Goldman Sachs Analysts Forecast Global Equity Markets Downside | Trend Signals Bearish
Goldman Sachs analysts have predicted further declines in global equity markets based on their momentum models. More than 70% of their trend signals across markets and time horizons are now negative, a significant increase from the previous week.
While there has been some stabilization and a rebound in equity markets, the overall trend remains bearish. Commodity Trading Advisors (CTAs) and trend-following strategies have reduced their long positions in global equities, with around $150 billion cut to $90 billion since mid-July.

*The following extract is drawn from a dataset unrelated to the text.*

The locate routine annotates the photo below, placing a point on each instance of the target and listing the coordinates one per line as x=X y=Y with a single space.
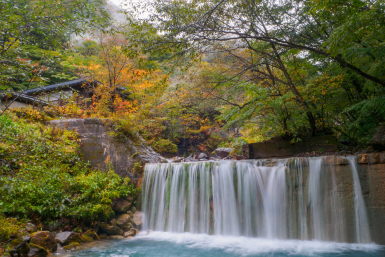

Goldman Sachs notes that short trend signals are now negative in all markets tracked, with medium trends negative in at least 80% of markets. CTAs have sold approximately $41 billion of global equities in the past month, with $32 billion sold in the last week alone.
The SPX and Topix markets have been heavily sold, with Topix seeing all trend signals turn negative. The investment bank expects further selling from risk-parity style and volatility control strategies, estimating another $30 billion in equity sales over the next week.
While systematic strategies are currently driving the negative trend, total institutional length in US index futures remains high. This suggests there may be more room for selling if the negative trend continues.
In summary, Goldman Sachs' analysis indicates a bearish outlook for global equity markets, with significant selling pressure from various strategies. Investors should be cautious and monitor market trends closely to protect their investments.